Everything that is usually lubricated on a bike should be done immediately before storage. Check the chain, cables, and controls to be sure everything is freshly lubed up to withstand the cold and dry winter air.
3. Top off the fuel tank and add a fuel stabilizer.
Stop by a gas station that is closest to your storage location and top off the fuel. Once the fuel is topped off, add a touch more. A full tank is essential for keeping moisture down on the tank walls.
After the tank is full, add a fuel stabilizer and then take the motorcycle for a short drive to the storage destination. Don’t add the fuel stabilizer at the storage location because then the fuel stabilizer won’t have the proper chance to mix into the fuel system.
Another option worth mentioning for long-term motorcycle storage is to drain the tank of fuel completely. If you do this, you will need to line the tank with a fogging oil to prevent rust. We recommend this method if you plan on storing your motorcycle for six months or more.
4. Change the oil and replace the filter.
Old oil that sits in storage can quickly corrode engine components and is not ideal for any motorcycle storage longer than a month. After you took the motorcycle for one last ride and topped off the fuel, change the oil and replace the filter.
Opt to purchase an oil that is primarily for winter use and follow the instructions.

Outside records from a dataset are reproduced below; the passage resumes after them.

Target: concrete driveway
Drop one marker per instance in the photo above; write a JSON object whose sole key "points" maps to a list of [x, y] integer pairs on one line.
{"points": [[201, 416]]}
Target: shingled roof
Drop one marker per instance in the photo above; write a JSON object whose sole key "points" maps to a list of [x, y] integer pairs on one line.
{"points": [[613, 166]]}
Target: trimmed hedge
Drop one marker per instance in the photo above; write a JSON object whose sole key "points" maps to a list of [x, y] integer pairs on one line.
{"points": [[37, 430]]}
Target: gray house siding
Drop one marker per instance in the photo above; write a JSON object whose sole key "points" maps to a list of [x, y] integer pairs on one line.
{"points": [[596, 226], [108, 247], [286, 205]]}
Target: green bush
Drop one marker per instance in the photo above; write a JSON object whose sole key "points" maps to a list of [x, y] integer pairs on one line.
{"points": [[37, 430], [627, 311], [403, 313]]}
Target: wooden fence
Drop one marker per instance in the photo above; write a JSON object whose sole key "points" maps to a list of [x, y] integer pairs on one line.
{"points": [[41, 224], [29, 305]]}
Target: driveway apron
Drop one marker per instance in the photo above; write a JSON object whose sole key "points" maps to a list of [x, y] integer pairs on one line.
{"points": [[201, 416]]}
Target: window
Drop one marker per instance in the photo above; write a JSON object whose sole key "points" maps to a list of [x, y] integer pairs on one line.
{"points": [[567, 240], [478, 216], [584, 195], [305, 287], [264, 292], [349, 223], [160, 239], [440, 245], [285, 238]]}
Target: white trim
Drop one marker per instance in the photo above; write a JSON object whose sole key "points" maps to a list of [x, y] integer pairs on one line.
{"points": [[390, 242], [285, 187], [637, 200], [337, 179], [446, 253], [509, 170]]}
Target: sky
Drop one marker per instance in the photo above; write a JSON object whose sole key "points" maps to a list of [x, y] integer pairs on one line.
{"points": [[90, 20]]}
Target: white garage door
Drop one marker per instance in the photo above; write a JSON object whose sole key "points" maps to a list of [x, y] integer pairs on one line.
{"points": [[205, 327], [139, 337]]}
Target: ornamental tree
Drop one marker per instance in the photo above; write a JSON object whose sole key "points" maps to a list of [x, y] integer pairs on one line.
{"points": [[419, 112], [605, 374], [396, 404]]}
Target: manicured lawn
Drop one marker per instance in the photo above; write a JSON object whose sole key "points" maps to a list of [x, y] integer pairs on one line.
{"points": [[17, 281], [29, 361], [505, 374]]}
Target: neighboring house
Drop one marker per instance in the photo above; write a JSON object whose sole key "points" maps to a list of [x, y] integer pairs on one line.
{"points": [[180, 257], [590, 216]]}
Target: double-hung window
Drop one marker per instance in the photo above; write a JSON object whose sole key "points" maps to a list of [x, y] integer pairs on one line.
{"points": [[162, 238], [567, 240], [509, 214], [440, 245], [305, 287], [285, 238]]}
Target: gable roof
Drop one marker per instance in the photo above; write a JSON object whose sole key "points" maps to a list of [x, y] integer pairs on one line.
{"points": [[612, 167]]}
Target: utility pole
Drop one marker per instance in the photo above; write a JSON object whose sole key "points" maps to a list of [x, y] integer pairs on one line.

While you’re at it, add the appropriate amount of antifreeze to your coolant system, which is an especially important step for winter motorcycle storage.
5. Remove the battery and hook it up to a trickle charger.
You can either remove the battery entirely or for shorter-term winter storage, keep it on the bike. If you opt to keep the battery on, make sure you turn the bike on every month or so to charge the battery. The more optimal method is to remove the battery and store it in an entirely different location that won’t have fluctuations in temperature.
Once the battery is disconnected, and the electrodes are cleaned, hook it up to a trickle charger all winter long.
6. Take the weight off the tires to avoid flat spots.
The best way to store a motorcycle is with all the weight off the tires. This weight relief can be accomplished by using motorcycle stands, which will prevent uneven tire wear or flat-spotting.
If a stand is not an option, try to hoist the bike up on the front tire and alleviate the weight from the back tire. Make sure to rotate the front tire every few weeks.
If your only option is to leave the bike on the ground, fill the tires to the maximum PSI. Next, line the floor with carpet or plywood to act as a barrier from moisture. Lastly, make sure to rotate the tires by rolling the motorcycle every so often.
7. Stuff the air intake and exhaust pipes with muffler plugs.
Make sure to fill any open section of the bike to prevent rodents or pests from taking up residence inside. This step is critical if you are storing your motorcycle outside or in a barn.
There are muffler covers and other items you can buy for this purpose, but some people have success using plastic bags. Just make sure that you don’t forget to remove these items when you start up your bike in the spring!
8. Wax the exterior surfaces and invest in a quality motorcycle cover.
One of the last steps after you do all this prep work is to wipe down the bike and give it a good coat of wax. Wax will act as a barrier against unwanted moisture, which will help prevent premature rusting. Spray down all exposed metal with a coating like WD-40, which will do the same as the wax to prevent moisture build-up.
We suggest investing in a motorcycle cover that is specially fitted to your model bike. Even if you’re storing your bike inside for the winter, this cover will be appropriately sized to let the bike breathe, but it will also further protect it from dust, debris, rodents and unwanted dings or scratches.
9. Pick a storage location that makes sense for you.
Sometimes you have easy access to free motorcycle storage at home. However, many people need to rent a storage unit for the winter for their bike. The cost of motorcycle winter storage depends on what storage unit deals are in your area at the time.